Month: October 2022

COA of Formula: C8H6BrNIn 2020 ,《Regioselective 3-O-Substitution of Unprotected Thiodigalactosides: Direct Route to Galectin Inhibitors》 was published in Chemistry – A European Journal. The article was written by Vasicek, Tomas; Spiwok, Vojtech; Cerveny, Jakub; Petraskova, Lucie; Bumba, Ladislav; Vrbata, David; Pelantova, Helena; Kren, Vladimir; Bojarova, Pavla. The article contains the following contents:

The synthesis of tailored bioactive carbohydrates usually comprises challenging (de)protection steps, which lowers synthetic yields and increases time demands. We present here a regioselective single-step introduction of benzylic substituents at 3-hydroxy groups of β-D-galactopyranosyl-(1→1)-thio-β-D-galactopyranoside (TDG) employing dibutyltin oxide in good yields. These glycomimetics act as inhibitors of galectins-human lectins, which are bio-medically attractive targets for therapeutic inhibition in, for example, cancerogenesis.
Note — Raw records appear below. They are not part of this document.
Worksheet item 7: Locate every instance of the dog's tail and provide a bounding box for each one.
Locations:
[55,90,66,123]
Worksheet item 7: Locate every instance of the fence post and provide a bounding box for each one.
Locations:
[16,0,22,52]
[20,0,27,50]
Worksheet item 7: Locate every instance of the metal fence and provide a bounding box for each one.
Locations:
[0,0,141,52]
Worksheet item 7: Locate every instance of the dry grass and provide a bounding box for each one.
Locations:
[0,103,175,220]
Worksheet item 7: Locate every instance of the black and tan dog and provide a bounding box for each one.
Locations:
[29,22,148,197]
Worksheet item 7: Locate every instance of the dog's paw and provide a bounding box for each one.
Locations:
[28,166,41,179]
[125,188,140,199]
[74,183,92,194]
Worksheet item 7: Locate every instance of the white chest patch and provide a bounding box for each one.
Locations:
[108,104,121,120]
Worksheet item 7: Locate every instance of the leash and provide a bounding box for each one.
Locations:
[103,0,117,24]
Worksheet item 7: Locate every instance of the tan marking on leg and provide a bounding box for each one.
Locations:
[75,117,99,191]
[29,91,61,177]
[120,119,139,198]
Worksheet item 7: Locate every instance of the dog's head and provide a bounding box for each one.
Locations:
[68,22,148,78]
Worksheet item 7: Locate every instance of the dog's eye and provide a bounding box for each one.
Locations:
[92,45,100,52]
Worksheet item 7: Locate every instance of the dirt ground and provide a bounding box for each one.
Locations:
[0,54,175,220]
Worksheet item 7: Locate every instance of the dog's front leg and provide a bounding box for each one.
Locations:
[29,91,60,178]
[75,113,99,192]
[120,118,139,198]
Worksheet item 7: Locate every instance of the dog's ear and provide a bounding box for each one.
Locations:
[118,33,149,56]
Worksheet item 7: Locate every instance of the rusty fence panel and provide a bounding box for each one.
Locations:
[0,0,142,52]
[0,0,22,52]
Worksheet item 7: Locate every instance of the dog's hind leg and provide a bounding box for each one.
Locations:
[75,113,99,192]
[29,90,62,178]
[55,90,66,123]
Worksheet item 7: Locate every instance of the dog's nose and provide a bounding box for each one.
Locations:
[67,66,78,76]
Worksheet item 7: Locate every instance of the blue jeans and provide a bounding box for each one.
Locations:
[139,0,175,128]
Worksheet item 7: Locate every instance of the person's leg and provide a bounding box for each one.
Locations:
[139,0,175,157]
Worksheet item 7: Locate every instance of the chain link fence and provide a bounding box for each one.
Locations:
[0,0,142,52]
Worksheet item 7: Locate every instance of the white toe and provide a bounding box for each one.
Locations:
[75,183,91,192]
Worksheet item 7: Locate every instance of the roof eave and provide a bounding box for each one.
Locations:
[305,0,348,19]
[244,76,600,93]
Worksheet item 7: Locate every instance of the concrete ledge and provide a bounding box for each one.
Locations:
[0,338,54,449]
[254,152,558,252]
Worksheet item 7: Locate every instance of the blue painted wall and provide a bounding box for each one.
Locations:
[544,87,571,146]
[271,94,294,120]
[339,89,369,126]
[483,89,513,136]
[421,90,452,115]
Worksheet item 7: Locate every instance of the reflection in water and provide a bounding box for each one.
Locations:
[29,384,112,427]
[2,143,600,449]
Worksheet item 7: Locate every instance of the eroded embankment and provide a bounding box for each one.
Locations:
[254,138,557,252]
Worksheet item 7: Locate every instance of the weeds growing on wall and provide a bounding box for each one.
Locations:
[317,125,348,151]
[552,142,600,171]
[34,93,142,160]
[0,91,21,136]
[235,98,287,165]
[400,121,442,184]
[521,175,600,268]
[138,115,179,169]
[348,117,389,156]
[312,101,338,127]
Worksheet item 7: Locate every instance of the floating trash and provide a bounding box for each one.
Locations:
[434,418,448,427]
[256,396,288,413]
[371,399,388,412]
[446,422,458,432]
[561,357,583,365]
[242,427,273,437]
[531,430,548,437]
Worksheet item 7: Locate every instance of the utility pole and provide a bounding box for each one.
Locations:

The affinity of the prepared glycomimetics to galectin-1 and galectin-3 was studied in enzyme-linked immunosorbent (ELISA)-type assays and their potential to inhibit galectin binding on the cell surface was shown. We used our original in vivo biotinylated galectin constructs for easy detection by flow cytometry. The results of the biol. experiments were compared with data from mol. modeling with both galectins. The present work reveals a facile and elegant synthetic route for the preparation of TDG-derived glycomimetics that exhibit differing selectivity and affinity to galectins depending on the choice of 3-O-substitution. The experimental part of the paper was very detailed, including the reaction process of 4-Cyanobenzyl bromide(cas: 17201-43-3COA of Formula: C8H6BrN)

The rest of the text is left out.